As the famous 19th-century stock investor Russell Sage once said, “I bought straw hats in winter, and now they’re worth a fortune.”
That was Sage’s way of saying to buy quality stocks when both demand and price are low. And 2022, with its 8% inflation and interest rate hikes, gave dividend investors plenty of straw hats from which to choose.
High-quality stocks on sale are a much better bargain than buying poor performers just because they’re cheap or the yields are high. If you can get a market leader when it’s down by 20% or more, that is the time to buy.
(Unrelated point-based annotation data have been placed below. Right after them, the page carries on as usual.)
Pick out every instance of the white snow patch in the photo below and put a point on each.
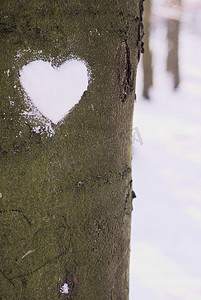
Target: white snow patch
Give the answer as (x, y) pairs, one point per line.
(54, 91)
(64, 289)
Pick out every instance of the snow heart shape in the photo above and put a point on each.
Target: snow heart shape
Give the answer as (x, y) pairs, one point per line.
(54, 91)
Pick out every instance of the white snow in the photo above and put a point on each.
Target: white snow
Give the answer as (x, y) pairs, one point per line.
(54, 91)
(64, 289)
(166, 221)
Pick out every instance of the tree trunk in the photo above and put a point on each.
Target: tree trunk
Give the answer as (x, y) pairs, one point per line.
(66, 194)
(147, 56)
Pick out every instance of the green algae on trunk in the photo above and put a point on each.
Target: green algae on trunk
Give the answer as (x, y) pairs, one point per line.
(66, 197)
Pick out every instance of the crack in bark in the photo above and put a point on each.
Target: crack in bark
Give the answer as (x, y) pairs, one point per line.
(141, 31)
(42, 266)
(126, 74)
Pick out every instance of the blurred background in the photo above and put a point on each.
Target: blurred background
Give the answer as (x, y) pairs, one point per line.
(166, 221)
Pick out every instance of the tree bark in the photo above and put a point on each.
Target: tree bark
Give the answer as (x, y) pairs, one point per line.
(66, 198)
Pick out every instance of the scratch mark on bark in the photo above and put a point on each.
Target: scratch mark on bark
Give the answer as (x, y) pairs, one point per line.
(16, 210)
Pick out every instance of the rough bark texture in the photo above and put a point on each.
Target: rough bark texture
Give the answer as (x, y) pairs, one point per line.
(66, 199)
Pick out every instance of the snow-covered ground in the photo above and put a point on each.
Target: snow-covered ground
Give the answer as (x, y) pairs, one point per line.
(166, 220)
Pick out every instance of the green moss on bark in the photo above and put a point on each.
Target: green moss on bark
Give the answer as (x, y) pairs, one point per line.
(66, 199)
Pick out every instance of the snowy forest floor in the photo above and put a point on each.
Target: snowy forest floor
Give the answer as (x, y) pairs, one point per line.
(166, 220)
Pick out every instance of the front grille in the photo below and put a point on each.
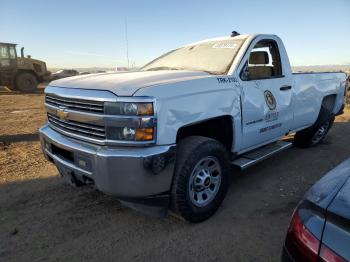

Take a look at one real estate investment trust (REIT) that, despite a rough 2022, has a long-term history that makes it a leader among similar REITs and has already demonstrated that 2023 could be a much better year.
Prologis Inc. PLD is a San Francisco-based industrial REIT that owns and manages almost 5,500 industrial logistics properties across the U.S. and in 18 other countries. Founded in 1983, Prologis has been a stalwart in appreciation among REIT stocks. It has the largest market capitalization of any REIT at $112.16 billion.
Since its inception in November 1997, Prologis has generated a total return of 629.27%, or 8.21% per year. Prologis’s appreciation performance has been stellar, but it’s never been known for generating a high dividend yield.
From 2018 to 2022, Prologis raised its quarterly dividend several times, increasing it from $0.48 to $0.79, but the yield remained low as the share price rocketed up by 95%. The annual dividend of $3.16 presently yields 2.5%, which is well below other REITs in its peer group. For a while in 2022, the dividend yield rose as high as 3.2% but has since fallen back as share prices have risen once more.
On Jan. 18, Prologis reported its fourth-quarter 2022 operating results. Net earnings per diluted share for 2022 was $4.25, compared with $3.94 for 2021. However, net earnings per share of $0.63 for the fourth quarter was a large drop-off from $1.67 in the fourth quarter of 2021.
Core funds from operations (core FFO) were $1.24, compared with $1.12 for the fourth quarter of 2021. Core FFO of $5.16 for all of 2022 was well above the $4.15 for 2021. Average occupancy was 98.2%, with a retention rate of 82% and full-year rent growth of 28%.
Despite these numbers, Prologis shares had a total 2022 return of negative 29.72%. Interest rate hikes slammed Prologis’s stock price from $164 in January to a low of $98 in mid-October. And although it’s bounced back to nearly $125.69 since, Prologis remains well below its all-time intraday high of $171.05 in April 2022.
One problem to note going forward is that Prologis has already forecast that it expects its occupancy rate to decline from over 98% at the end of December to a range between 96.5% and 97.5% for 2023.
Prologis is still guiding forward FFO for 2023, including promotes, in a range from $5.40 to $5.50 per share. Using the mid-point of $5.45, that easily covers the forward dividend with a payout ratio of 57.9% and comfortably allows for at least one more dividend increase in 2023.
Prologis is up 11.54% since the New Year dawned and has now crossed back above its 200-day moving average. While that is positive, it may have come too far too fast and appears to be overextended with a stochastic oscillator that’s now overbought at 95.
It would appear that Prologis, still well off its 2022 highs, could be a good buy at this level, but it’s not hard to imagine a pullback to between $116 and $120 before it once again begins to ascend above current levels. On any pullbacks, Prologis looks like a pretty good “straw hat” for 2023.